"Yes, I am very wicked," said Lady Branwin, with a weary air. "And if you had lived my life you would have been wicked also--that is, if you could have endured such a life for so many years as I did. You needn't look so savage. Your child had a good home. I was sorry it was not a boy, but under the circumstances I adopted the baby when Flora brought it as my own, and Audrey cannot say but what I have been a good mother."
"You have been very kind," said the girl, in muffled tones, and hiding her tearful face on her husband's breast.
"You are a wicked woman!" repeated Colonel Ilse again, shrinking from her.
"And a murderess!" said Perry Toat, indignantly. "Why didn't you tell me?" she asked, turning on Eddy.
"I didn't know for certain," stammered the young man.
"No one knew," said Lady Branwin, who was much the calmest of the party. "I managed to keep my secret very well, and you should not have known it now but that I chose to admit the truth.
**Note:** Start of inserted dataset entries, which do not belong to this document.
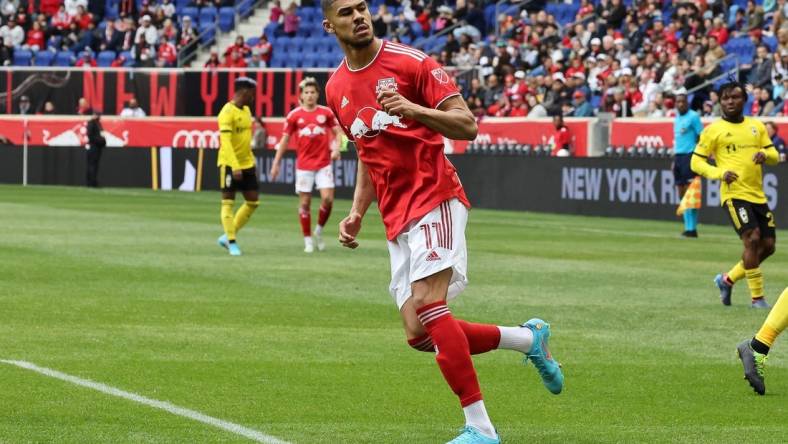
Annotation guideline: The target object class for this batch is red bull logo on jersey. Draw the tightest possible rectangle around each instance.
[350,106,407,138]
[375,77,397,94]
[298,125,326,137]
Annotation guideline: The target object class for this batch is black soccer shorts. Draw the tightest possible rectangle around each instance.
[723,199,777,238]
[219,165,260,192]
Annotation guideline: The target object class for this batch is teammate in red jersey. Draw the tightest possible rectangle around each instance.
[321,0,563,444]
[270,77,342,253]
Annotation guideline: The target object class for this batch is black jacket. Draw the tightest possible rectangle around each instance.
[88,119,107,148]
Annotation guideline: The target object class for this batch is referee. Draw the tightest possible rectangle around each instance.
[673,88,703,237]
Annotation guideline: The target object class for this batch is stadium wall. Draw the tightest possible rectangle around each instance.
[0,146,788,224]
[451,154,788,224]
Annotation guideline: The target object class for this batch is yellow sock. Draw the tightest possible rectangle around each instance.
[234,200,260,233]
[744,268,763,299]
[221,199,235,240]
[755,288,788,347]
[728,261,744,283]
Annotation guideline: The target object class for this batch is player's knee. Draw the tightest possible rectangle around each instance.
[761,238,775,259]
[408,333,435,353]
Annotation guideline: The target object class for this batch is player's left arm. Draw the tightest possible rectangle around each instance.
[331,126,342,160]
[378,90,479,140]
[752,124,780,165]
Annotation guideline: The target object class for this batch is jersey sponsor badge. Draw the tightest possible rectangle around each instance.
[432,68,449,85]
[350,106,407,138]
[375,77,397,94]
[739,208,750,224]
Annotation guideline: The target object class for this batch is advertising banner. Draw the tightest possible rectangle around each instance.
[0,116,590,156]
[610,117,788,148]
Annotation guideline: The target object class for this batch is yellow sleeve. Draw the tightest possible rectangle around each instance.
[219,110,238,170]
[758,121,780,165]
[690,127,725,180]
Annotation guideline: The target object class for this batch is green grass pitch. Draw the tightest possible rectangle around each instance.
[0,186,788,443]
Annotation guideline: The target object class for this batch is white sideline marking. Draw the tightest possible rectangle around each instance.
[0,359,288,444]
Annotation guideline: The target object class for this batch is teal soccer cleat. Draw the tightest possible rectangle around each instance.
[227,242,241,256]
[522,318,564,395]
[446,426,501,444]
[714,273,733,305]
[216,234,230,250]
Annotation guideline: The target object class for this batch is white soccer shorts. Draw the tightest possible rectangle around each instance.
[388,199,468,309]
[296,164,334,193]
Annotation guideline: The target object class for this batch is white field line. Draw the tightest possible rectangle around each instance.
[0,359,288,444]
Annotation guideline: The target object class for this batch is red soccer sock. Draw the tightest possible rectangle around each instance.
[457,319,501,355]
[408,319,501,355]
[317,204,332,227]
[416,301,482,407]
[298,208,312,237]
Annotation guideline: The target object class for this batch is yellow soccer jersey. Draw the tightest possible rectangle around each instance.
[216,102,254,170]
[691,117,780,204]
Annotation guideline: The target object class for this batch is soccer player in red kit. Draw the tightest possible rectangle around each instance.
[270,77,342,253]
[321,0,563,444]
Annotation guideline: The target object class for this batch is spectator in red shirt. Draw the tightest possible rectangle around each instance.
[224,35,252,58]
[222,51,247,68]
[284,3,301,37]
[52,4,71,32]
[74,51,96,68]
[205,49,222,68]
[72,5,93,31]
[509,94,528,117]
[268,0,285,23]
[550,114,572,157]
[254,34,273,66]
[109,54,126,68]
[25,22,46,51]
[38,0,63,17]
[156,40,178,67]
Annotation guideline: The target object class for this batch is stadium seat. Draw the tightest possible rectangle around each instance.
[33,50,55,66]
[14,49,33,66]
[53,51,76,66]
[96,51,115,68]
[219,6,235,32]
[178,6,200,23]
[200,6,219,22]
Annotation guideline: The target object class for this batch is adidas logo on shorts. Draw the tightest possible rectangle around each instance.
[427,250,441,262]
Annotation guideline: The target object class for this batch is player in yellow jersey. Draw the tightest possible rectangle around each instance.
[691,82,780,308]
[217,77,260,256]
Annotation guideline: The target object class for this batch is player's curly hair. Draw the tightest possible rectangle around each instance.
[717,80,747,100]
[298,77,320,92]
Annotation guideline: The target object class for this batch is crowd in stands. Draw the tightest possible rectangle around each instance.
[450,0,788,117]
[0,0,240,67]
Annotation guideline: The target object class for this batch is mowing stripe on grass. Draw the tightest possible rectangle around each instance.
[0,359,288,444]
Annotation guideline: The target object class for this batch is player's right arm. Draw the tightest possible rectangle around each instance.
[339,159,375,248]
[219,108,241,180]
[690,126,739,184]
[268,133,290,180]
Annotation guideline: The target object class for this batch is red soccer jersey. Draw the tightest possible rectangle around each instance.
[326,41,470,240]
[282,105,337,171]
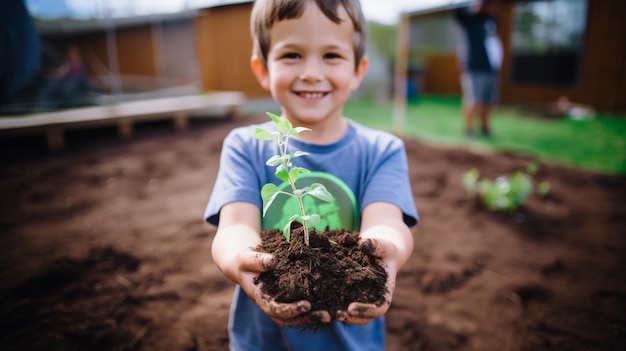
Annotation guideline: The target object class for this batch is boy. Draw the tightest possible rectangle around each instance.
[205,0,418,351]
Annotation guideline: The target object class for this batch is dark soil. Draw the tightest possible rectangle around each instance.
[0,116,626,351]
[255,226,387,319]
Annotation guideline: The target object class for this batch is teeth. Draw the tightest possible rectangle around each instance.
[300,93,324,99]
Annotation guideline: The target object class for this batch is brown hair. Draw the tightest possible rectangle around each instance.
[250,0,367,69]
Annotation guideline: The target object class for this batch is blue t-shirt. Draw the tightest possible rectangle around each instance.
[204,119,418,351]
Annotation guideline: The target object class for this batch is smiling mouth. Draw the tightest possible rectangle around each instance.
[296,91,328,99]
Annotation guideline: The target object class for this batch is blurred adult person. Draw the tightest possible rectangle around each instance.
[0,0,41,106]
[454,0,502,136]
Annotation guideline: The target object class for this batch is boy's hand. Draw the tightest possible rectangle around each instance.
[337,238,397,325]
[238,250,331,326]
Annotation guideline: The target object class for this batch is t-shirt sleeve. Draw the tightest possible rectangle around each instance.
[204,130,262,225]
[360,137,419,227]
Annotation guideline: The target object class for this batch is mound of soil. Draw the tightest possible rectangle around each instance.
[0,116,626,351]
[255,225,387,328]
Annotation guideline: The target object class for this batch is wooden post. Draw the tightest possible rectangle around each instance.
[117,119,133,139]
[46,128,65,151]
[393,14,409,135]
[174,111,189,132]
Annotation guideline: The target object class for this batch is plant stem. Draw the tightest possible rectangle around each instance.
[279,136,309,246]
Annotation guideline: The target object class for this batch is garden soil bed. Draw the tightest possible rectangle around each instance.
[0,116,626,351]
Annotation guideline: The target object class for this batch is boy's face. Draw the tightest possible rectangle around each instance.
[252,1,367,126]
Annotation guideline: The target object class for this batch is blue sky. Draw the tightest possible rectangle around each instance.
[26,0,463,24]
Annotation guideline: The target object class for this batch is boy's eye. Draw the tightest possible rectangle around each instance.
[324,52,341,59]
[281,52,300,60]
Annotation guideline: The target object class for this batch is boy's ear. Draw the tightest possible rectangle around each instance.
[352,56,369,90]
[250,55,270,90]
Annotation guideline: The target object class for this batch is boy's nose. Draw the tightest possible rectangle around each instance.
[300,60,324,82]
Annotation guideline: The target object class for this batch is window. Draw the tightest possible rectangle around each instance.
[511,0,587,86]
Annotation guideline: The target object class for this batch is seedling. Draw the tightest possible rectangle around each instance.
[463,162,550,212]
[252,112,333,246]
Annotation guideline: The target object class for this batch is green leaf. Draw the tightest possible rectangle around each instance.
[289,151,309,160]
[267,112,293,134]
[294,127,311,134]
[302,213,322,227]
[308,183,334,202]
[537,180,550,197]
[265,112,281,124]
[463,168,479,193]
[265,155,283,167]
[261,183,280,216]
[274,163,289,182]
[252,128,274,140]
[289,167,311,181]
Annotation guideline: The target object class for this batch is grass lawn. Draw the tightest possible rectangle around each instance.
[344,96,626,174]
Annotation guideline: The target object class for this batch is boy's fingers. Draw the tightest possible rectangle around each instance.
[269,300,311,320]
[359,238,396,258]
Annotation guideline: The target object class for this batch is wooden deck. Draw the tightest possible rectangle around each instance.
[0,91,245,150]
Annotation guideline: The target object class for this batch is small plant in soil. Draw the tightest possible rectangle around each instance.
[253,113,387,328]
[463,162,550,213]
[253,113,333,246]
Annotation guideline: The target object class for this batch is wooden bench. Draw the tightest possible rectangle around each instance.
[0,91,245,150]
I grew weary of Flora's blackmailing. For years and years she made my life a misery by threatening to tell Sir Joseph the truth. I took my diamonds to her on that night so as to pay a large bribe which she demanded. She said that the amount was not enough. In despair I sprang at her throat when she was threatening to go to Sir Joseph the next day and say to him that Audrey was not his daughter. I knew that Sir Joseph would turn my poor girl into the streets, as he had never loved her. I strangled Flora, and I am glad that I did so."
"But I wish to know," began Perry Toat, springing forward, "what--"
"You shall know no more. I go to do justice," and before anyone could move Lady Branwin was out of the room.
Perry Toat, crying out that she must be arrested, ran out of the office in pursuit. She arrived at the street door to see Lady Branwin disappear into the thick fog. All pursuit proved useless. The woman who had slain Madame Coralie vanished into the dense blackness of the fog, like the ghost she had long been supposed to be. Only there rang in Perry Toat's ears her concluding words: "I go to do justice!"
"What does she mean?" cried the detective, helplessly. "What does she mean?"